Elle décide alors d'entamer la partie la plus pénible de son boulot, puisqu'elle ne peut s'y dérober. Elle pousse la porte des sanitaires. Elle est obligée de se pincer le nez afin de pénétrer dans les premiers WC. Quelqu'un a été malade et ce quelqu'un ne s'est même pas donné la peine de faire disparaître les traces de son méfait. La dernière fois, elle n'avait pas pu se résoudre à nettoyer la cuvette, elle avait écopé d'un avertissement. Il n'y a pas de sot métier mais s'habitue-t-on jamais à nettoyer la merde de parfaits inconnus…

 

Dans la cafétéria, il y a les restes d'un pot de départ : cadavres de champagnes d'une grande cuvée, restes de gâteau dans des assiettes en papier.

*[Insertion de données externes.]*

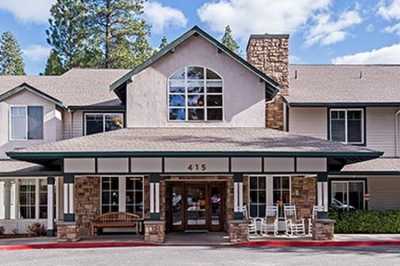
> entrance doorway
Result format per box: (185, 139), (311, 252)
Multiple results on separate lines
(167, 181), (225, 232)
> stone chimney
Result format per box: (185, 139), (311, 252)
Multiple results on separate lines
(247, 34), (289, 130)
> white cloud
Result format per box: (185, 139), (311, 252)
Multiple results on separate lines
(378, 0), (400, 20)
(365, 24), (375, 32)
(306, 10), (362, 46)
(197, 0), (331, 40)
(0, 0), (55, 23)
(384, 23), (400, 35)
(22, 44), (51, 61)
(332, 43), (400, 64)
(144, 1), (187, 33)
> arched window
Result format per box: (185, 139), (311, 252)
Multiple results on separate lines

Pour elle, il n'y aura pas de pot de départ, pas de discours ému, pas d'yeux faussement humides ou désespérément secs, pas de cadeau impersonnel sacoche étole parfum… Cette nuit c'est sa dernière. « Licenciement économique » c'est ce que lui a dit le type des ressources humaines qui l'a reçue dans un grand bureau froid . « La crise tout ça tout ça... » C'est pas parce que c'est la crise que les locaux n'ont pas besoin de quelqu'un qui les aspire et les nettoie. Alors le type des ressources humaines pas trop humain lui a causé « marché concurrentiel », « rachat de sociétés » et d'autres notions un peu obscures. Elle, elle a surtout pensé à ses 2 grands et à la petite qui rêve d'un château de princesse pour Noël. Demain, les miroirs ne chanteront plus sous son chiffon, et elle, elle retiendra ses larmes en poussant la porte de Pôle Emploi, où elle prendra rendez-vous pour chercher un travail… et une licorne.